Title:Local existence of solutions to Randomized Gross-Pitaevskii hierarchies

Abstract:In this paper, we study the local-in-time existence of solutions to randomized forms of the Gross-Pitaevskii hierarchy on periodic domains. In particular, we study the independently randomized Gross-Pitaevskii hierarchy and the dependently randomized Gross-Pitaevskii hierarchy, which were first introduced in the author's joint work with Staffilani \cite{SoSt}. For these hierarchies, we construct local-in-time low-regularity solutions in spaces which contain a random component. The constructed density matrices will solve the full randomized hierarchies, thus extending the results from \cite{SoSt}, where solutions solving arbitrarily long subhierarchies were given.

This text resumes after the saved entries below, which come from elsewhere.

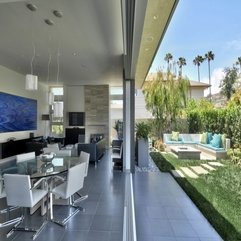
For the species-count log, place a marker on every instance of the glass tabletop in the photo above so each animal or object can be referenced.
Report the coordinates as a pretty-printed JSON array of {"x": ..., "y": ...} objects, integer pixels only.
[{"x": 37, "y": 168}]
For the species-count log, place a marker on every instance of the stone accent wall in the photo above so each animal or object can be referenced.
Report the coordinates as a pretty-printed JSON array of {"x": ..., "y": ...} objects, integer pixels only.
[{"x": 97, "y": 111}]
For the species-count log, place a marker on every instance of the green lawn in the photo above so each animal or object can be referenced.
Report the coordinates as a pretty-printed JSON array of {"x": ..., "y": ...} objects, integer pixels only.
[{"x": 217, "y": 195}]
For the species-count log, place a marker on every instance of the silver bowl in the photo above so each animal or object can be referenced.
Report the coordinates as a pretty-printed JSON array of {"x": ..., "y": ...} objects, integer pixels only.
[{"x": 47, "y": 157}]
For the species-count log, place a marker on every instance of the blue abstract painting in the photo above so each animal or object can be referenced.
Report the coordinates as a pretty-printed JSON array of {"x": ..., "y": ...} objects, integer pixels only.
[{"x": 17, "y": 113}]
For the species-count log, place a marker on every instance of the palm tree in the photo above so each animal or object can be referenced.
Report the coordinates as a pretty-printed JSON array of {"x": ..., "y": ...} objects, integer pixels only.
[
  {"x": 165, "y": 100},
  {"x": 168, "y": 58},
  {"x": 181, "y": 62},
  {"x": 210, "y": 56},
  {"x": 197, "y": 61},
  {"x": 238, "y": 62}
]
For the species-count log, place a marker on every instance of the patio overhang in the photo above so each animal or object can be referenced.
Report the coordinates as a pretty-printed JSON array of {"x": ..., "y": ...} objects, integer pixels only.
[{"x": 149, "y": 23}]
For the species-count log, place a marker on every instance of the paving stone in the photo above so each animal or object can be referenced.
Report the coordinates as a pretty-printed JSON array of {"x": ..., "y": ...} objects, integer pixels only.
[
  {"x": 177, "y": 173},
  {"x": 210, "y": 168},
  {"x": 189, "y": 172},
  {"x": 217, "y": 164},
  {"x": 199, "y": 170}
]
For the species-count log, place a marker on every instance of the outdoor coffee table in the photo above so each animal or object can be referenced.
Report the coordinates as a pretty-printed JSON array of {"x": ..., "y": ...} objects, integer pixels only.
[{"x": 186, "y": 152}]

Our analysis will be based on the truncation argument which was first used in the deterministic setting in the work of T. Chen and Pavlović \cite{CP4}. The presence of randomization in the problem adds additional difficulties, most notably to estimating the Duhamel expansions that are crucial in the truncation argument. These difficulties are overcome by a detailed analysis of the Duhamel expansions. In the independently randomized case, we need to keep track of which randomization parameters appear in the Duhamel terms, whereas in the dependently randomized case, we express the Duhamel terms directly in terms of the initial data. In both cases, we can obtain stronger results with respect to the time variable if we assume additional regularity on the initial data.